Earlier this week I was going through my pile of “clips.” No, not from anything I’ve had published – never happened. It’s that pile of magazine articles “to be filed” that I consistently tear out because there is some useful information I may need some day. The nice thing about going through the pile is that I usually find a lot of pages that make me think, “What did I want that for?” and throw them out, leading to a sense of accomplishment in having attacked the paper monster. I ran across one that made me pause; it had to do with my ability (or inability) to play music in my store. It was actually a letter to the editor of The New York Times Magazine commenting on an article about music rights and pointing out exemptions to licensing requirements.
Several years ago, I received a letter from BMI informing me that I was playing music illegally in my store and demanding a yearly licensing fee for the privilege. It was nasty, and my response was not very nice either. I honestly had not realized that playing the new Bose radio my husband had given me was a violation. I thought that soft music in the background would create a relaxed atmosphere and encourage shoppers to browse. Licensing and royalties never crossed my mind. Now it seemed I was, from the tone of the letter, involved in a criminal enterprise worthy of investigation by stealth “secret shoppers” looking not for bad customer service but thieving booksellers. My logic was that the radio station had already paid royalties. And they wanted more? More than that, I was outraged that these fees were apparently going to pay someone to enter small businesses incognito and find violators to whom nasty demands for payment could be sent. My response included these comments, and that I felt this was another burden on small businesses; my choice was to refrain from playing music rather than pay them even a penny. I fully support the rights of creative people to be compensated for the use of their works. However, the approach of BMI made me so resentful that I just stopped playing music. I don’t know if anyone else came back masquerading as a customer to check on me. I don’t violate the law, even if I think it is stupid.
What I learned following up on the magazine clipping is that the law is not as stupid as BMI indicated. A business the size of mine (less than 2,000 square feet) which is not charging for listening to music and has four or fewer speakers is exempt from licensing fees for playing a radio from a non-commercial receiver. This exemption was clarified in amendments to the copyright law in 1999, years before BMI decided I was in violation. Of course, their letter mentioned no such exemption.
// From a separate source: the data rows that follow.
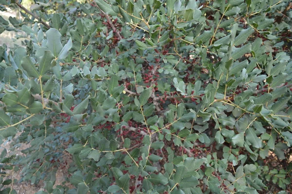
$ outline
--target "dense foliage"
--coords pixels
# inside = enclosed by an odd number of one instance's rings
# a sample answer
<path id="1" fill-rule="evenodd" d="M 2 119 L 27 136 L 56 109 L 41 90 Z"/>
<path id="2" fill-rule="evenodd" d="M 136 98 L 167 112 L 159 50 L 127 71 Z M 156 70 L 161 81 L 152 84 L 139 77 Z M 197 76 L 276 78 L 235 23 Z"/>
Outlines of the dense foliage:
<path id="1" fill-rule="evenodd" d="M 289 0 L 77 1 L 0 0 L 0 193 L 291 192 Z"/>

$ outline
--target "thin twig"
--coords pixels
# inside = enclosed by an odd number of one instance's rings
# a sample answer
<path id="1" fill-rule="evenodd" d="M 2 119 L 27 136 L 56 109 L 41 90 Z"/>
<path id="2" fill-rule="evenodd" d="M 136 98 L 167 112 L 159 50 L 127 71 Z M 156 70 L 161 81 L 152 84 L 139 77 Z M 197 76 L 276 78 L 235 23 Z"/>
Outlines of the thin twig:
<path id="1" fill-rule="evenodd" d="M 26 9 L 25 7 L 23 7 L 23 6 L 22 5 L 21 5 L 19 2 L 16 1 L 15 3 L 18 7 L 19 7 L 19 8 L 20 9 L 21 9 L 22 10 L 24 11 L 26 13 L 31 15 L 33 17 L 35 18 L 36 19 L 37 19 L 40 23 L 43 24 L 44 25 L 44 26 L 46 26 L 46 27 L 47 28 L 48 28 L 49 29 L 50 28 L 51 28 L 51 26 L 50 26 L 50 25 L 49 24 L 48 24 L 47 23 L 46 23 L 44 21 L 43 21 L 43 20 L 42 20 L 41 18 L 40 18 L 38 16 L 36 15 L 33 13 L 32 13 L 32 12 L 31 12 L 30 11 L 29 11 L 29 10 Z"/>
<path id="2" fill-rule="evenodd" d="M 95 2 L 95 1 L 94 1 L 94 0 L 92 0 L 92 2 L 94 4 L 94 7 L 97 7 L 99 9 L 99 10 L 101 11 L 101 12 L 104 15 L 105 15 L 106 18 L 107 18 L 107 20 L 108 20 L 108 22 L 109 22 L 109 23 L 110 25 L 110 27 L 112 29 L 113 32 L 114 32 L 115 33 L 115 34 L 117 36 L 118 36 L 118 38 L 119 38 L 119 40 L 122 39 L 123 38 L 122 37 L 122 36 L 120 34 L 120 32 L 119 32 L 119 31 L 115 28 L 115 27 L 114 27 L 114 25 L 113 25 L 113 24 L 110 20 L 110 17 L 109 16 L 109 15 L 108 14 L 107 14 L 106 13 L 105 13 L 105 12 L 102 11 L 101 10 L 101 9 L 100 9 L 100 8 L 99 8 L 99 7 L 98 6 L 98 5 L 96 3 L 96 2 Z"/>

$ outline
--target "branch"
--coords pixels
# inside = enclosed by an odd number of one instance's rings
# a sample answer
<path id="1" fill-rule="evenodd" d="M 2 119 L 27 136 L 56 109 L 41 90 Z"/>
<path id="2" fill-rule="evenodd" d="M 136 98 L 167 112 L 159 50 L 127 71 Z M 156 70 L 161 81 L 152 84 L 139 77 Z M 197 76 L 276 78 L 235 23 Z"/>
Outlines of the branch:
<path id="1" fill-rule="evenodd" d="M 34 98 L 35 98 L 35 99 L 39 100 L 40 101 L 42 101 L 42 98 L 41 98 L 41 96 L 39 94 L 32 94 L 33 95 L 33 96 L 34 97 Z M 55 105 L 57 106 L 58 105 L 58 103 L 52 101 L 52 100 L 50 100 L 49 99 L 47 99 L 46 98 L 44 98 L 44 105 L 47 105 L 48 103 L 49 103 L 49 102 L 52 102 L 53 103 L 55 104 Z"/>
<path id="2" fill-rule="evenodd" d="M 108 20 L 108 22 L 109 22 L 109 23 L 110 25 L 110 27 L 112 29 L 112 30 L 113 31 L 113 32 L 114 32 L 115 33 L 115 34 L 117 36 L 118 36 L 118 38 L 119 38 L 119 40 L 122 39 L 123 38 L 122 37 L 122 36 L 120 34 L 120 32 L 119 32 L 119 31 L 118 30 L 117 30 L 117 29 L 115 28 L 115 27 L 114 27 L 114 25 L 113 25 L 113 24 L 112 23 L 112 22 L 110 20 L 110 17 L 109 16 L 109 15 L 108 14 L 107 14 L 106 13 L 105 13 L 105 12 L 104 12 L 103 11 L 102 11 L 101 10 L 101 9 L 100 9 L 99 8 L 99 7 L 97 5 L 97 4 L 96 4 L 96 2 L 95 2 L 95 1 L 94 1 L 94 0 L 92 0 L 92 2 L 94 3 L 94 6 L 95 7 L 97 7 L 99 9 L 99 10 L 101 11 L 101 12 L 104 15 L 105 15 L 105 16 L 106 17 L 106 18 L 107 18 L 107 20 Z"/>
<path id="3" fill-rule="evenodd" d="M 135 96 L 139 96 L 139 94 L 137 94 L 137 93 L 135 93 L 135 92 L 134 92 L 129 90 L 127 88 L 126 88 L 126 87 L 125 87 L 125 89 L 124 89 L 124 91 L 125 91 L 126 92 L 128 92 L 130 94 L 134 95 Z"/>
<path id="4" fill-rule="evenodd" d="M 280 86 L 276 86 L 274 88 L 270 88 L 270 91 L 274 91 L 276 89 L 280 88 L 282 88 L 284 86 L 286 86 L 287 88 L 291 88 L 291 87 L 292 87 L 292 84 L 285 85 L 285 84 L 282 84 Z M 268 89 L 268 88 L 263 88 L 262 89 L 261 89 L 259 90 L 256 90 L 256 91 L 254 91 L 254 94 L 258 94 L 259 93 L 261 93 L 262 92 L 267 91 L 267 90 Z M 230 94 L 228 96 L 226 96 L 226 98 L 228 98 L 229 97 L 232 97 L 234 96 L 234 95 L 233 94 Z M 235 96 L 234 96 L 234 97 L 235 97 Z"/>
<path id="5" fill-rule="evenodd" d="M 21 9 L 22 10 L 24 11 L 27 14 L 29 14 L 29 15 L 31 15 L 33 17 L 35 18 L 36 19 L 37 19 L 38 21 L 39 21 L 40 22 L 40 23 L 43 24 L 44 25 L 44 26 L 46 26 L 47 27 L 47 28 L 48 28 L 48 29 L 51 28 L 51 26 L 50 26 L 50 25 L 49 24 L 48 24 L 44 21 L 42 21 L 41 20 L 41 18 L 40 18 L 38 16 L 36 15 L 33 13 L 32 13 L 32 12 L 31 12 L 30 11 L 29 11 L 29 10 L 26 9 L 25 7 L 23 7 L 23 6 L 22 5 L 21 5 L 20 3 L 19 3 L 19 2 L 16 1 L 15 3 L 18 7 L 19 7 L 19 8 L 20 9 Z"/>

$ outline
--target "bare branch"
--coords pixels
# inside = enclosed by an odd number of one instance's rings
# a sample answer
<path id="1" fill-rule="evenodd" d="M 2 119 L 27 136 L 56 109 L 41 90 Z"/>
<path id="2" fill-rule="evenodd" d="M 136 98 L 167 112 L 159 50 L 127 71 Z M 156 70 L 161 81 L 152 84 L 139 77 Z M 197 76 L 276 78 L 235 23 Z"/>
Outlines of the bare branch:
<path id="1" fill-rule="evenodd" d="M 105 15 L 106 18 L 107 19 L 107 20 L 108 20 L 108 22 L 109 22 L 109 23 L 110 24 L 110 27 L 111 27 L 111 28 L 112 29 L 112 30 L 113 31 L 113 32 L 115 33 L 115 34 L 116 34 L 116 35 L 117 35 L 117 36 L 118 36 L 118 38 L 119 38 L 119 40 L 121 40 L 123 39 L 123 38 L 122 37 L 122 36 L 120 34 L 120 32 L 119 32 L 119 31 L 115 28 L 115 27 L 114 27 L 114 25 L 113 25 L 113 24 L 112 23 L 112 22 L 111 22 L 111 21 L 110 20 L 110 17 L 109 16 L 109 15 L 108 14 L 107 14 L 106 13 L 105 13 L 105 12 L 104 12 L 103 11 L 102 11 L 101 10 L 101 9 L 100 9 L 99 8 L 99 7 L 98 6 L 98 5 L 97 5 L 97 4 L 96 4 L 96 3 L 95 2 L 95 1 L 93 0 L 92 0 L 92 2 L 94 4 L 94 7 L 97 7 L 99 10 L 100 11 L 100 12 L 104 15 Z"/>
<path id="2" fill-rule="evenodd" d="M 18 7 L 19 7 L 19 8 L 20 9 L 21 9 L 22 10 L 24 11 L 27 14 L 31 15 L 33 17 L 35 18 L 36 19 L 37 19 L 40 23 L 43 24 L 44 26 L 46 26 L 46 27 L 47 27 L 47 28 L 48 28 L 49 29 L 50 28 L 51 28 L 51 26 L 50 26 L 50 25 L 49 24 L 48 24 L 47 23 L 46 23 L 44 21 L 43 21 L 43 20 L 42 20 L 41 18 L 40 18 L 38 16 L 36 15 L 33 13 L 32 13 L 32 12 L 31 12 L 30 11 L 29 11 L 29 10 L 26 9 L 25 7 L 23 7 L 23 6 L 22 5 L 21 5 L 19 2 L 16 1 L 15 3 Z"/>

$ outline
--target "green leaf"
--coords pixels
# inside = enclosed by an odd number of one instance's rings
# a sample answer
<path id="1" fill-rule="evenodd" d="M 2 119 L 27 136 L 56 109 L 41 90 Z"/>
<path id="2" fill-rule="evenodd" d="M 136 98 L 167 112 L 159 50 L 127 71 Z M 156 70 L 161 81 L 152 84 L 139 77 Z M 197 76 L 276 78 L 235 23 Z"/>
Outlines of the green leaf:
<path id="1" fill-rule="evenodd" d="M 28 76 L 33 77 L 38 77 L 39 74 L 36 66 L 33 63 L 29 56 L 26 56 L 22 58 L 21 60 L 21 67 L 27 72 Z"/>
<path id="2" fill-rule="evenodd" d="M 66 150 L 72 155 L 79 154 L 81 150 L 84 149 L 83 145 L 76 143 L 72 147 L 66 149 Z"/>
<path id="3" fill-rule="evenodd" d="M 237 145 L 239 147 L 243 147 L 244 143 L 244 133 L 241 132 L 233 136 L 231 139 L 233 145 Z"/>
<path id="4" fill-rule="evenodd" d="M 112 95 L 113 88 L 119 85 L 119 83 L 118 83 L 118 80 L 119 78 L 116 75 L 112 75 L 110 77 L 110 82 L 109 83 L 109 88 L 108 89 L 110 94 Z"/>
<path id="5" fill-rule="evenodd" d="M 220 182 L 219 182 L 217 177 L 209 176 L 209 180 L 208 180 L 208 185 L 211 191 L 214 192 L 214 193 L 216 194 L 220 193 L 220 188 L 219 188 L 220 184 Z"/>
<path id="6" fill-rule="evenodd" d="M 274 22 L 274 19 L 268 19 L 265 18 L 263 21 L 261 21 L 258 23 L 258 26 L 257 26 L 257 30 L 262 30 L 267 28 L 271 25 L 273 24 Z"/>
<path id="7" fill-rule="evenodd" d="M 59 30 L 61 27 L 61 18 L 60 15 L 55 13 L 52 18 L 52 23 L 53 23 L 53 27 L 57 30 Z"/>
<path id="8" fill-rule="evenodd" d="M 233 117 L 222 116 L 218 118 L 218 121 L 224 125 L 234 126 L 235 125 L 236 120 Z"/>
<path id="9" fill-rule="evenodd" d="M 6 106 L 12 106 L 17 104 L 18 97 L 16 94 L 13 93 L 10 93 L 6 94 L 3 96 L 2 101 L 5 103 Z"/>
<path id="10" fill-rule="evenodd" d="M 256 134 L 255 130 L 251 127 L 249 127 L 246 131 L 246 136 L 245 138 L 252 143 L 253 146 L 257 148 L 260 148 L 262 146 L 262 141 Z"/>
<path id="11" fill-rule="evenodd" d="M 7 138 L 9 137 L 14 136 L 17 132 L 18 130 L 16 127 L 10 126 L 5 129 L 0 130 L 0 136 L 2 137 L 3 138 Z"/>
<path id="12" fill-rule="evenodd" d="M 28 108 L 28 111 L 31 114 L 38 113 L 43 110 L 43 106 L 41 103 L 35 101 Z"/>
<path id="13" fill-rule="evenodd" d="M 286 73 L 282 73 L 274 78 L 270 86 L 271 88 L 274 88 L 284 83 L 288 75 Z"/>
<path id="14" fill-rule="evenodd" d="M 82 101 L 81 103 L 78 105 L 74 108 L 73 110 L 73 114 L 74 115 L 81 114 L 86 110 L 88 106 L 88 98 L 86 98 L 85 100 Z"/>
<path id="15" fill-rule="evenodd" d="M 80 182 L 78 184 L 76 194 L 87 194 L 89 190 L 89 188 L 85 182 Z"/>
<path id="16" fill-rule="evenodd" d="M 164 146 L 164 143 L 162 141 L 156 141 L 151 144 L 151 147 L 155 150 L 161 149 Z"/>
<path id="17" fill-rule="evenodd" d="M 73 44 L 72 39 L 70 38 L 69 40 L 68 40 L 68 42 L 64 45 L 64 47 L 63 47 L 57 57 L 58 59 L 64 59 L 67 57 L 69 51 L 71 49 L 71 48 L 72 48 Z"/>
<path id="18" fill-rule="evenodd" d="M 135 40 L 135 42 L 136 42 L 136 44 L 137 44 L 137 45 L 138 45 L 138 46 L 139 48 L 145 48 L 148 47 L 147 46 L 147 45 L 146 44 L 144 43 L 143 42 L 141 42 L 140 40 Z"/>
<path id="19" fill-rule="evenodd" d="M 40 61 L 38 63 L 38 72 L 40 76 L 44 75 L 51 69 L 51 63 L 54 58 L 54 55 L 51 51 L 45 51 L 43 56 L 40 57 Z"/>
<path id="20" fill-rule="evenodd" d="M 194 176 L 183 178 L 182 180 L 180 182 L 179 184 L 180 187 L 182 189 L 195 188 L 198 185 L 199 181 L 198 180 L 198 179 Z"/>
<path id="21" fill-rule="evenodd" d="M 148 125 L 152 125 L 153 124 L 154 124 L 155 123 L 156 123 L 156 122 L 158 120 L 158 116 L 157 115 L 155 115 L 152 117 L 150 117 L 149 119 L 148 119 L 146 121 L 146 123 L 147 123 L 147 124 L 148 124 Z"/>
<path id="22" fill-rule="evenodd" d="M 152 183 L 151 183 L 150 180 L 146 178 L 143 179 L 143 181 L 142 182 L 142 185 L 143 186 L 143 189 L 144 189 L 146 192 L 153 188 L 153 186 L 152 186 Z"/>
<path id="23" fill-rule="evenodd" d="M 128 174 L 126 174 L 119 178 L 117 185 L 124 191 L 128 191 L 129 189 L 130 181 L 130 176 Z"/>
<path id="24" fill-rule="evenodd" d="M 229 71 L 229 70 L 230 69 L 230 67 L 232 66 L 232 64 L 233 64 L 233 59 L 229 59 L 229 60 L 226 62 L 225 64 L 225 67 L 228 71 Z"/>
<path id="25" fill-rule="evenodd" d="M 167 178 L 164 176 L 160 173 L 157 175 L 152 174 L 150 175 L 150 177 L 147 179 L 155 185 L 161 184 L 165 185 L 168 183 Z"/>
<path id="26" fill-rule="evenodd" d="M 241 47 L 233 49 L 231 57 L 234 60 L 237 60 L 240 58 L 243 54 L 250 53 L 252 51 L 252 45 L 249 43 Z"/>
<path id="27" fill-rule="evenodd" d="M 144 116 L 146 117 L 149 117 L 149 116 L 152 115 L 155 108 L 155 106 L 153 104 L 146 108 L 144 106 L 144 110 L 143 111 Z"/>
<path id="28" fill-rule="evenodd" d="M 9 125 L 10 123 L 10 117 L 6 114 L 2 110 L 0 110 L 0 126 Z"/>
<path id="29" fill-rule="evenodd" d="M 27 88 L 23 88 L 21 90 L 17 92 L 18 97 L 18 101 L 20 103 L 26 104 L 29 101 L 31 94 Z"/>
<path id="30" fill-rule="evenodd" d="M 176 170 L 176 172 L 173 176 L 173 181 L 176 183 L 178 183 L 182 179 L 185 173 L 187 172 L 187 169 L 185 166 L 181 166 Z"/>
<path id="31" fill-rule="evenodd" d="M 291 98 L 291 96 L 286 98 L 282 98 L 272 106 L 272 109 L 274 113 L 276 113 L 282 110 L 286 106 L 287 104 Z"/>
<path id="32" fill-rule="evenodd" d="M 238 46 L 245 43 L 249 36 L 254 32 L 255 30 L 252 27 L 241 30 L 239 34 L 235 38 L 234 45 Z"/>
<path id="33" fill-rule="evenodd" d="M 45 181 L 45 186 L 44 188 L 47 190 L 48 193 L 51 194 L 53 192 L 53 182 L 51 181 Z"/>
<path id="34" fill-rule="evenodd" d="M 177 116 L 179 117 L 182 117 L 183 110 L 184 110 L 184 105 L 182 103 L 181 103 L 178 105 L 178 108 L 177 110 Z"/>
<path id="35" fill-rule="evenodd" d="M 141 93 L 139 97 L 139 100 L 142 106 L 143 106 L 147 103 L 147 101 L 150 98 L 152 93 L 152 90 L 150 89 L 145 89 Z"/>
<path id="36" fill-rule="evenodd" d="M 47 35 L 46 46 L 54 56 L 57 57 L 59 53 L 63 48 L 63 45 L 61 42 L 61 34 L 55 28 L 50 28 L 46 32 Z"/>
<path id="37" fill-rule="evenodd" d="M 111 97 L 109 97 L 103 102 L 101 107 L 104 110 L 108 110 L 110 108 L 113 108 L 115 106 L 116 103 L 117 101 L 115 99 Z"/>
<path id="38" fill-rule="evenodd" d="M 90 159 L 93 159 L 95 161 L 99 161 L 99 158 L 100 158 L 100 152 L 98 150 L 93 150 L 90 152 L 87 158 Z"/>
<path id="39" fill-rule="evenodd" d="M 108 188 L 108 191 L 111 193 L 115 193 L 118 192 L 120 189 L 121 189 L 118 186 L 113 185 L 110 185 L 110 187 L 109 187 L 109 188 Z"/>
<path id="40" fill-rule="evenodd" d="M 221 135 L 221 131 L 218 131 L 216 132 L 216 134 L 215 135 L 215 140 L 217 143 L 219 144 L 222 144 L 224 142 L 224 138 L 223 136 Z"/>
<path id="41" fill-rule="evenodd" d="M 118 14 L 115 12 L 110 5 L 105 2 L 104 0 L 94 0 L 98 7 L 106 14 L 109 14 L 111 16 L 117 16 Z"/>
Just “pay us.” I found it interesting, also, as I meandered through the Internet on this topic, that the ASCAP website spells out clearly in a logical place that this exemption exists; it took multiple passes at BMI’s website to ferret it out in the “FAQ” section. I don’t think I would have found it if I had not known already that such an exemption exists.
So let the music begin! I can even put in the speakers I was planning when I “went silent.”
The idea that investigators would be sent out to check on small businesses may seem paranoid, but this week’s revival of the music issue brought to mind another incident from a few years ago. One day as I worked at my counter, I noticed a middle-aged man in a trench coat peering in the window. When he saw me looking at him, he moved away. That in itself is no big deal. But he periodically walked by, glancing in at me and continuing on his way. After the fourth or fifth time, I started to plan my escape route if he was up to no good, and kept the phone with me at all times as I worked around the shelves. He looked harmless enough – but the trench coat! And the peering in! He finally entered the store, came up to the counter and produced identification; he was from the New Jersey Division of Taxation. He said, “I need to see your Certificate of Authority (to collect sales tax) which is required to be displayed in a prominent place.” He sounded as if he were reading from a script. The required document is framed and hung on the wall behind the counter, so no problem. He left. Later, talking to other merchants on the street, I found that everyone had been observing his strange behavior, walking up and down and staring into windows, and wondered what he was up to, as I had. We guessed that he was watching us ring up sales, to be sure no cash transactions went unrecorded for tax purposes. I have to wonder that there is money in the state treasury (and BMI’s coffers) to send people to a small town full of small independent businesses to be sure that all of us criminal shopkeepers toe the line.
Of course, my business is open to the public, and anyone can come in or look through the windows. I run my business honestly, and I resent the implication of dishonesty that this stealth observation creates. But let them watch; I’m not hiding anything. Maybe they’ll spot an interesting book at the same time.